Se focaliser sur le droit pénal permet de se débarrasser de cette problématique à peu de frais.
Quels seraient les effets contre-productifs?
Notamment, cela risque d’invisibiliser le phénomène. La Belgique est déjà en défaut pour ce qui concerne la collecte de données en matière de violences faites aux femmes, pourtant préconisée par la Convention d’Istanbul dont elle est signataire. Si les féminicides ne sont pas qualifiés comme tels par la justice pénale en raison des difficultés de l’application de la loi, cela peut aggraver la sous-évaluation du phénomène, ce qui est contraire au but que nous poursuivons. Par ailleurs, le débat politique sur l’inscription du féminicide dans la loi risque d’occulter le besoin de prendre d’autres mesures pour combattre la violence de genre et, donc, finalement, s’avérer contre-productif. De nombreuses organisations (Conseil supérieur de la justice, coalition Ensemble contre les violences faites aux femmes, Vie féminine…) ont déjà émis diverses recommandations, comme l’ouverture de nouvelles places d’accueil pour les victimes ou un accès plus rapide à des mécanismes d’aide financière et non financière pour permettre aux victimes de se relocaliser. Il y a également des progrès à faire dans la formation des personnes confrontées à cette violence, en ce compris au niveau des services de police, du parquet ou du siège. La nécessité d’un renforcement du suivi sociojudiciaire des auteurs de ces actes afin de lutter contre la récidive a par ailleurs été mise en évidence. Pour nous, il faut d’abord mener une réflexion autour de ces rapports et de ces propositions. Se focaliser sur le droit pénal permet de se débarrasser de cette problématique à peu de frais.

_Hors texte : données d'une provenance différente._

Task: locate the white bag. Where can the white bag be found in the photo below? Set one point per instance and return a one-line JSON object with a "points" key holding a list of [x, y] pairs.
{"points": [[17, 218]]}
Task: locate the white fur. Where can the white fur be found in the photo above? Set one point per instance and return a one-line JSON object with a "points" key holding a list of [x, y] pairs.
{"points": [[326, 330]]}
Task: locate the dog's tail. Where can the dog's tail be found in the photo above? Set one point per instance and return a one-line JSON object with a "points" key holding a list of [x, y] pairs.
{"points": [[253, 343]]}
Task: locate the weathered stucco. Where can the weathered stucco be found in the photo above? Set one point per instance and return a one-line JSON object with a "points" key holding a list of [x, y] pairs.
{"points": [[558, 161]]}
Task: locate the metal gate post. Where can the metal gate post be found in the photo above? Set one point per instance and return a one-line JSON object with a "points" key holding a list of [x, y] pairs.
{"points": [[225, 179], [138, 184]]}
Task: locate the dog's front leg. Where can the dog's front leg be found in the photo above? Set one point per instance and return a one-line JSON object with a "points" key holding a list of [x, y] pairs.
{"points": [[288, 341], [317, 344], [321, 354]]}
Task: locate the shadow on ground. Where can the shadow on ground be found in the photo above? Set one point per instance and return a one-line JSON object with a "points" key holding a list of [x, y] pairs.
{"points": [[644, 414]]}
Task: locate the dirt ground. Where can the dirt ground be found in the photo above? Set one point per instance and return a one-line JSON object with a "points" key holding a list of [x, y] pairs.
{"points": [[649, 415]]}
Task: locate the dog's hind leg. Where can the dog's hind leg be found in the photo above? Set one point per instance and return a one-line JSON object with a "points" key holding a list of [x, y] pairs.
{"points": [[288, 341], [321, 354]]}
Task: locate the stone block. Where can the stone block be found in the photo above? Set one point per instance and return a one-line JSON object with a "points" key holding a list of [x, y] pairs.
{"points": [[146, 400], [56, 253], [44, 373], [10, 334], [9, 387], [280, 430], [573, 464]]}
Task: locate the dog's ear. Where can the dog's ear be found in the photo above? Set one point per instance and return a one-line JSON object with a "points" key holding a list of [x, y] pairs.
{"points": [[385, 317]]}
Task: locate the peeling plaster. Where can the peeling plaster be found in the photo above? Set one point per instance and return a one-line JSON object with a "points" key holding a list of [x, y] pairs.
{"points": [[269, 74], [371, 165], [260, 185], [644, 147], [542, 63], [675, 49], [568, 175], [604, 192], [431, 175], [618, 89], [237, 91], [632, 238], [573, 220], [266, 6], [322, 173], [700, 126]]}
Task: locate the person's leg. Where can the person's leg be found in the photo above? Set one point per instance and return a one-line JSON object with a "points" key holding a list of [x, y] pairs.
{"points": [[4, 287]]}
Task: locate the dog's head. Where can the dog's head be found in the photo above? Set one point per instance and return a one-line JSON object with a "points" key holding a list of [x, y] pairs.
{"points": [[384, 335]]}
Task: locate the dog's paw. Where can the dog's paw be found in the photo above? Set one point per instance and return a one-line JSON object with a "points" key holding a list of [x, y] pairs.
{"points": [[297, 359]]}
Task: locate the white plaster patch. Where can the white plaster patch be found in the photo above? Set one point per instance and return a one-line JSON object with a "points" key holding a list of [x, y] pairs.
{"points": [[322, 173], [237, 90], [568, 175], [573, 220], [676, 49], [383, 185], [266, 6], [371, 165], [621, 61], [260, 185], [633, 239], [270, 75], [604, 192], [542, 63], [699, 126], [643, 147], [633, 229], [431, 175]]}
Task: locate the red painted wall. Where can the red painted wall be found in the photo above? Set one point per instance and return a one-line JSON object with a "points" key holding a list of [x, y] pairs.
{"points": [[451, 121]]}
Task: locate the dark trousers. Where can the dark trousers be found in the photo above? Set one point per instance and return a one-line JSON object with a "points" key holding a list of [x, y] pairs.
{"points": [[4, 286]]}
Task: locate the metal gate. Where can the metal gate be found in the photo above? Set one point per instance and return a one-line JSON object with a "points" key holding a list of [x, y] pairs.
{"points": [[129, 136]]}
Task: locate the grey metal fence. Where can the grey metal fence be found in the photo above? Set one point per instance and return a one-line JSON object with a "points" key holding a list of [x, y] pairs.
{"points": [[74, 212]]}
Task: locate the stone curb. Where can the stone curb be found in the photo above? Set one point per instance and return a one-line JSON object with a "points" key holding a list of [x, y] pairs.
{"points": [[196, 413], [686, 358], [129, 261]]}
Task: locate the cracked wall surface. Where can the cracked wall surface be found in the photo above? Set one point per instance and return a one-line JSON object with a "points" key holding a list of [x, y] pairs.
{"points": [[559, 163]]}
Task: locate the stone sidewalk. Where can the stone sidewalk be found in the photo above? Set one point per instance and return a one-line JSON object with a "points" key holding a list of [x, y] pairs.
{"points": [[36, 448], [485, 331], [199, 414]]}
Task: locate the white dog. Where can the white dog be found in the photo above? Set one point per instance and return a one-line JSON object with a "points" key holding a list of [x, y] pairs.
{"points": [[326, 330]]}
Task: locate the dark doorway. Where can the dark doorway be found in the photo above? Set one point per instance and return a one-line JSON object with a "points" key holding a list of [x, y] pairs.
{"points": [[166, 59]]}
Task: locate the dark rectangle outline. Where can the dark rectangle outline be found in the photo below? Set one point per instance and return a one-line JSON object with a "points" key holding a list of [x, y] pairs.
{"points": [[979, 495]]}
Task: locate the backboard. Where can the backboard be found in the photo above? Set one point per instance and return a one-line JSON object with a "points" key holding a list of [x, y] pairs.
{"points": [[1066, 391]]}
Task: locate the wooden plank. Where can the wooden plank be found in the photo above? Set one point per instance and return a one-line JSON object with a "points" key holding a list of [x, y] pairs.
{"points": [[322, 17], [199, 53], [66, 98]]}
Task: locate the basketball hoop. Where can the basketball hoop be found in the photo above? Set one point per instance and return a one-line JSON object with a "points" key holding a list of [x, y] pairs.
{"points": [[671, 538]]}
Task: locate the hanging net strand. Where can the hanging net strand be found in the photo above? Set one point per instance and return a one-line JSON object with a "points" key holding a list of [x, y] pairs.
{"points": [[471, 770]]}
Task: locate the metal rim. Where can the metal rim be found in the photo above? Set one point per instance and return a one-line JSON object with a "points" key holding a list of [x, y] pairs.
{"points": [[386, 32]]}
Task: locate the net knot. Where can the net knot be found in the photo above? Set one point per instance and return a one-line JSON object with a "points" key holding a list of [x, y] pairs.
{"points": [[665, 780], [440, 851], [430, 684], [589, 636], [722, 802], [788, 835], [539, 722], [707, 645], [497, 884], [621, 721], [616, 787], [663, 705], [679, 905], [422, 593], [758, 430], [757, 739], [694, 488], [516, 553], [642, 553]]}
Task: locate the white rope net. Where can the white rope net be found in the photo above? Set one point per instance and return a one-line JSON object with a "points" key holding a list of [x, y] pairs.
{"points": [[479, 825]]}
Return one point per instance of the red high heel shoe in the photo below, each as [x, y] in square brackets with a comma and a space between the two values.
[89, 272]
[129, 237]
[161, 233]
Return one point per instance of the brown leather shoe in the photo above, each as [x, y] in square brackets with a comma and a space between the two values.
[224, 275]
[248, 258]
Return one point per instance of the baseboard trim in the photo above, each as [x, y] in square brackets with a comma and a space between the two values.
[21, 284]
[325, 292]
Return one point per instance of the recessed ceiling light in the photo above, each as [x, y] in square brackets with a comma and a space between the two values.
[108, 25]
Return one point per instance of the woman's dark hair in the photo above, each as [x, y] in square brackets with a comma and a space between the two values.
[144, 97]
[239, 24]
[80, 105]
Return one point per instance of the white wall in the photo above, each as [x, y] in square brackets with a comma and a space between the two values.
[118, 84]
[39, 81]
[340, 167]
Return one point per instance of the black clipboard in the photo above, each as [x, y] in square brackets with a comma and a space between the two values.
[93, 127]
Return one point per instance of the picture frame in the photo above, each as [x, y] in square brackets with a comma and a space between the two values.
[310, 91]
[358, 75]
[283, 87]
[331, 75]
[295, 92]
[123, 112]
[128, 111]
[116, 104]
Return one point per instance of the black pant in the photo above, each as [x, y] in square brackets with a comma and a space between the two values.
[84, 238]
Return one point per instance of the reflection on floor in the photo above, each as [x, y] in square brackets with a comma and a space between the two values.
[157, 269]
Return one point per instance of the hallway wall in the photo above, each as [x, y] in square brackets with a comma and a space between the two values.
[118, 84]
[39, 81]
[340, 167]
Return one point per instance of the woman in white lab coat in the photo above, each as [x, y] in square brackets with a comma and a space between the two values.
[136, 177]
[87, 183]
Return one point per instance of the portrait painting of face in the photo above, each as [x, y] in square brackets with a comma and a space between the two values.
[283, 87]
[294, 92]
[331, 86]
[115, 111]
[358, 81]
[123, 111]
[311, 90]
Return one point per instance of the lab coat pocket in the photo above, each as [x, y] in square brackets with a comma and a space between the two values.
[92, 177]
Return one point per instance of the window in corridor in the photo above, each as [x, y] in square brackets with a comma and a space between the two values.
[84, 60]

Les partisans du recours au droit pénal mettent en avant sa portée symbolique. Enfin, la société reconnaîtrait que les femmes sont particulièrement exposées aux abus de pouvoir…
La dimension symbolique est en effet très importante, il ne s’agit pas de la nier. Pour la Ligue, ce but peut être atteint par la reprise du mot « féminicide » dans le langage courant et par les médias. Mais le risque d’effets pervers justifie de ne pas l’insérer en tant que tel dans le Code pénal.
En outre, rien n’est prévu pour le meurtre ou l’assassinat d’hommes ou de garçons en raison de leur sexe…
En effet, c’est un argument qui a conduit à rejeter la pénalisation du féminicide dans d’autres pays: en France, il a finalement été décidé de ne pas créer d’incrimination spécifique au nom du principe d’égalité entre les hommes et les femmes. Pour la Ligue, la violence à l’égard des femmes s’inscrit dans un contexte particulier qui, comme le souligne la Convention d’Istanbul dans son introduction, est une manifestation des rapports de force historiquement inégaux entre les hommes et les femmes. La violence contre les femmes a un caractère spécifique lié à des rapports de domination et le reconnaître est un préalable indispensable à une lutte efficace. Après, il s’agit de réfléchir et de choisir avec soin les moyens de cette lutte. Or, l’incrimination spécifique du féminicide présente, à cet égard et pour les raisons exposées ci-avant, des risques de contre-productivité.